Starting with the good news, apartment absorption proved solidly in positive territory during 3rd quarter. MPF Research's early estimate is that demand registered at roughly 70,000 units, taking total absorption during the first nine months of the year to around 125,000 apartments. While net move-outs are routine during 4th quarter, results seen so far in 2009 place the country on a pace to absorb some 75,000 to 100,000 units for the calendar year, quite a comeback from the net move-outs tallied at approximately 170,000 units during calendar 2008.
On net, virtually all of this demand is being captured by top-tier product, primarily recent completions moving through the initial lease-up process. Resident loss continues in the middle of the market and at the bottom end, though net move-outs in those sectors are slowing from the levels seen in late 2008 and early 2009.

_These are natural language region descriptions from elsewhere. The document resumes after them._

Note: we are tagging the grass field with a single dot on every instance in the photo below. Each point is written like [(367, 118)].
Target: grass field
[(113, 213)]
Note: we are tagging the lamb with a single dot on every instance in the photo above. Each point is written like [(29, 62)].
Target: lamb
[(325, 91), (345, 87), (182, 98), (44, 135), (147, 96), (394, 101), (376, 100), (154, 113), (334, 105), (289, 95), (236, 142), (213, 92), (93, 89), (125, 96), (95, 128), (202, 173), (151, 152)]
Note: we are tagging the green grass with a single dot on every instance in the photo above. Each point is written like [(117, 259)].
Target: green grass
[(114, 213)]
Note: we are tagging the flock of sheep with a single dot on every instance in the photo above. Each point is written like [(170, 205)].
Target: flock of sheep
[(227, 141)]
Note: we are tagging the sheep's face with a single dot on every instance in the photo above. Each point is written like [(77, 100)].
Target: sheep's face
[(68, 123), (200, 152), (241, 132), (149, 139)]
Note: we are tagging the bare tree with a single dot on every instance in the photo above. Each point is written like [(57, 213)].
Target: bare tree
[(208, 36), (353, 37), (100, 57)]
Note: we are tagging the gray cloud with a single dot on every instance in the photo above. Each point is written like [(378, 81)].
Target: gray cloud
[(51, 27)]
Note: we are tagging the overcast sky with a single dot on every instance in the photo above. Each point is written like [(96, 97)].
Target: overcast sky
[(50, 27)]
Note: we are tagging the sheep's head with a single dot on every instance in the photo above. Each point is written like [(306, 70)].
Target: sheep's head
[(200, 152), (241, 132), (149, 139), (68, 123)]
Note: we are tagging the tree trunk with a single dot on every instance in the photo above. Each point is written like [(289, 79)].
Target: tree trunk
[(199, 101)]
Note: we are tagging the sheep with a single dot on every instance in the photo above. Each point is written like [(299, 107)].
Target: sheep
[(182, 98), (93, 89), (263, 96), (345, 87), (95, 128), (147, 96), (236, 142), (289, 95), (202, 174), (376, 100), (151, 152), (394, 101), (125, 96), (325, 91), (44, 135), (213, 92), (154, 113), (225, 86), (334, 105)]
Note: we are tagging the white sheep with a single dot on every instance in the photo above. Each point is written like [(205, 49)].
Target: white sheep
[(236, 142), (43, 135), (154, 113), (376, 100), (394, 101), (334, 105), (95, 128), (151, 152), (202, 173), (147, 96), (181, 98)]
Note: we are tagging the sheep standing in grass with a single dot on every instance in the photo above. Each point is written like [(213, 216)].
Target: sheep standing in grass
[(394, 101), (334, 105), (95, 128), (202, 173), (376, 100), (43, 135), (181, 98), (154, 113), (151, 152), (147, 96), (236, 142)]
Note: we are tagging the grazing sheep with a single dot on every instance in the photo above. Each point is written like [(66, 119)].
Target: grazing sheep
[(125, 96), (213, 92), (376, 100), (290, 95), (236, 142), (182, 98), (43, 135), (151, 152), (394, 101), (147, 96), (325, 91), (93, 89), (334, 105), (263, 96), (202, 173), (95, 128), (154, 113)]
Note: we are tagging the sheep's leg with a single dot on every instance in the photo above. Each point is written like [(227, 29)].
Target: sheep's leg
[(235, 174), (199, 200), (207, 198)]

Demand realized during 3rd quarter was strong enough to boost occupancy by 0.3 points from the mid-year result, according to preliminary figures. That quarterly bump places the U.S. apartment occupancy rate at 92.2 percent. While the fall 2009 occupancy rate trails the year-earlier showing by 1.6 points, all of that annual loss actually occurred during 2008's 4th quarter.
Metro-level occupancy leaders as of September are the usual suspects: the Bay Area markets, Boston, the New York and Northern New Jersey region, Pittsburgh and San Diego. Bottom-tier occupancy performers continue to include places like Phoenix, Las Vegas and Atlanta. The two mega-markets in Texas — Houston and Dallas — now are recording some fairly notable deterioration, as job losses are starting to mount in these latecomers to recession at the same time that lots of new supply continues to pour on stream.

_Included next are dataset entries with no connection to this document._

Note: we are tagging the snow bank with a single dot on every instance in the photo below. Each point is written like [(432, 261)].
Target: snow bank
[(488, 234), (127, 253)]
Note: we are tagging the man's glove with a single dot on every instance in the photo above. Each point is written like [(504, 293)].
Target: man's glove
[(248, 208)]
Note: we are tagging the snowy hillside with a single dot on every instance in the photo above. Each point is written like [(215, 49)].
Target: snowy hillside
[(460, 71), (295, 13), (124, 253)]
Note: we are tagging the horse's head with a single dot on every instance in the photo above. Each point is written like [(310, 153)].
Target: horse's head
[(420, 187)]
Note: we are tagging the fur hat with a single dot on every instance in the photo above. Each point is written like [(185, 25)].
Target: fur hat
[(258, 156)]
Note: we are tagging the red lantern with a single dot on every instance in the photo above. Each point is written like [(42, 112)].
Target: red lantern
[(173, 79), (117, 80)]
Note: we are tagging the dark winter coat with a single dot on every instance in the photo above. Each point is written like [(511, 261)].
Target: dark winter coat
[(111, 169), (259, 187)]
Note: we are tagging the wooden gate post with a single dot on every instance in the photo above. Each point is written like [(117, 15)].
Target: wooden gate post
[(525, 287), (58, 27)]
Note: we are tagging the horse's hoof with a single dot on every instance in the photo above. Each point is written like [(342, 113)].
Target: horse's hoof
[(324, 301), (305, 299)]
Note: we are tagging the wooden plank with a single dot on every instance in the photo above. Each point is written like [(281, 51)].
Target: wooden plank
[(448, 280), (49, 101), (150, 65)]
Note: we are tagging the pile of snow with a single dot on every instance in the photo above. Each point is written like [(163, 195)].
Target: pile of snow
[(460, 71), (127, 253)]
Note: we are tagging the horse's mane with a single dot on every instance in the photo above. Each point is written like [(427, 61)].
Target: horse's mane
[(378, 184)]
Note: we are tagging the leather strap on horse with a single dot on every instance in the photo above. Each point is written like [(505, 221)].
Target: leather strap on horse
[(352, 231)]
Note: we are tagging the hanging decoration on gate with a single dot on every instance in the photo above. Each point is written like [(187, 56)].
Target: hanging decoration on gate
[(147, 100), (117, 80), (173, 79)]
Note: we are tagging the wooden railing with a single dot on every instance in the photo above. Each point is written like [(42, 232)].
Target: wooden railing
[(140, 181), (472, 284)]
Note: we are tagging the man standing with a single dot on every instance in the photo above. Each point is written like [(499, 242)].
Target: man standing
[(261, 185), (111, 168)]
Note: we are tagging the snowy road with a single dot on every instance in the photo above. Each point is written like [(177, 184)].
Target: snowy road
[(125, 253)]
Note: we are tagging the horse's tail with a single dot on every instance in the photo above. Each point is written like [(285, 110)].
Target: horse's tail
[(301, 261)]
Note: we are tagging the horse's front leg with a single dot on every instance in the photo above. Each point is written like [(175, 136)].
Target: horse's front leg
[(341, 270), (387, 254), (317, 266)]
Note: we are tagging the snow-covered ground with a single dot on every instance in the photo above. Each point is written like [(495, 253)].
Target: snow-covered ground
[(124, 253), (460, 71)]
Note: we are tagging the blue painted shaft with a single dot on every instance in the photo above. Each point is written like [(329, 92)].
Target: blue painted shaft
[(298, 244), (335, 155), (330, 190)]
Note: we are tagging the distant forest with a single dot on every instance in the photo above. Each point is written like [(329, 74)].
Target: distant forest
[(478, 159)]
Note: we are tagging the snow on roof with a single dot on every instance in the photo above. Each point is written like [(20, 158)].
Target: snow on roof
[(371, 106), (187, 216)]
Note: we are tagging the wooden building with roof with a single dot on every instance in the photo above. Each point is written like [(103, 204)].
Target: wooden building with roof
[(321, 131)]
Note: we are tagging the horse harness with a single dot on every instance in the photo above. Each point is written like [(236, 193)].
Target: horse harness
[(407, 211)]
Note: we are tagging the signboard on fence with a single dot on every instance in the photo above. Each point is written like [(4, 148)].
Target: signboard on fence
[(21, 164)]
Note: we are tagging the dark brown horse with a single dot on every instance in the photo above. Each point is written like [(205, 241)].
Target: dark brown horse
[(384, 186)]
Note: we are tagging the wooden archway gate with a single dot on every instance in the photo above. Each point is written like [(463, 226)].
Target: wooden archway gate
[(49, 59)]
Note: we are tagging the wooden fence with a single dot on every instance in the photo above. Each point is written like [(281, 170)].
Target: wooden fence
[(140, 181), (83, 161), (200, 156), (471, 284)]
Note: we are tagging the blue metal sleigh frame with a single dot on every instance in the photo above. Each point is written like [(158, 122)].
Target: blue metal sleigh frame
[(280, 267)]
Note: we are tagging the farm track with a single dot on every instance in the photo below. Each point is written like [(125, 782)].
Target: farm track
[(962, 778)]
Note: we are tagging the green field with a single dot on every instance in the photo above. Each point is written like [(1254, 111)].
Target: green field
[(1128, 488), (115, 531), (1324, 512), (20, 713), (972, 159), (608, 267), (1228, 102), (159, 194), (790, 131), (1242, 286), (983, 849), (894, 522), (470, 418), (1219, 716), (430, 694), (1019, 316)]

The bad news remained focused on rent performances during 3rd quarter. Measuring change on a same-store basis, effective rents that take into account the impact of concessions were off 4.1 percent in the preliminary calculations for the year-ending September. Whereas all the annual loss in occupancy occurred during late 2008, the annual rent cuts primarily reflect prices slashed during 2009, with another round of sizable reductions occurring specifically during 3rd quarter.
We're down to just a handful of metros posting even the slightest rent growth during the past year, with that list including Pittsburgh, Norfolk, El Paso and Columbus. (Louisville, Oklahoma City and Albuquerque probably make the grade as well, but their survey samples still need a little clean up.) In contrast, effective rents are off about 13 percent from year-ago levels in New York and by 10 to 11 percent in San Jose and Seattle. Metros recording rent losses of roughly 7 to 9 percent include Austin, Greenville, Las Vegas, Los Angeles, Oakland, Orange County, Phoenix, Sacramento, Salt Lake City and San Francisco.
Considering losses in both occupancy and rents since the start of the recession at the end of 2007, revenues for U.S. apartments have dropped about 7 percent so far. That figure should get to between 8 and 9 percent by the time we reach the end of 2009 and probably will near 11 percent by the time apartment market fundamentals bottom during 2010.